# Built the bridge but needs a river



## Northern Route (May 12, 2014)

This bridge passes through my entertainment center. My layout room is on both sides of the entertainment center. Like a typical model railroader I constructed the bridge and found I needed the river to cross. Work in progress! I hand laid the guard rail to N scale specs since the overall size of the bridge is N scale, which is a little over 1700ft or an actual 11ft but my layout is HO. The 6 towers are removable two at a time for access working on scenery.


----------



## Northern Route (May 12, 2014)

I am adding pictures of complete bridge. The locomotive is a cheap N scale engine, since I model HO and it on the guard rail track.


----------



## Magic (Jan 28, 2014)

Looks great but what happens if you have to move the entertainment center?  

Magic


----------



## Northern Route (May 12, 2014)

I custom built the entertainment center in place. The top cabinet is attached to the ceiling and wall and the bottom is attached to the wall and floor. I designed it especially for my diorama and I made a 3x6 inch conduit for the wiring whenever I get the TV and sound system put in place.

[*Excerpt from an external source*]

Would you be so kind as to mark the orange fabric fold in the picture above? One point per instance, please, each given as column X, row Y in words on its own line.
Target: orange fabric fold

The top and bottom are not attached to each other, in other words it does not move.


----------



## Magic (Jan 28, 2014)

Great idea.


----------



## Greg903 (Dec 27, 2013)

Bridge is awesome,heck of a span. You need a ocean. Lol.


----------



## Chet (Aug 15, 2014)

With a bridge like that, you should model Flaglers railroad to the Florida Keys.


----------



## Big Ed (Jun 16, 2009)

Nice bridge, you could add a river in the center span and make the rest a dry gulch.
Add some tumbleweeds and brush maybe some tree debris from former floods.

I like your sailing vessels too. :smilie_daumenpos:
Too bad one wasn't a little more to scale you could add it to the river sailing under the bridge.


----------



## DonR (Oct 18, 2012)

Fantastic craftsmanship.

What scale is that? Those cars look like Z.

Can't help but admire that Royal Manual
typewriter. I learned on one in High School
and used one til I retired. Hated the
Underwoods.

Don


----------



## tjcruiser (Jan 10, 2010)

Fabulous work, NR ... great looking project, and I especially like the poke-throughs to your adjacent layout areas!


----------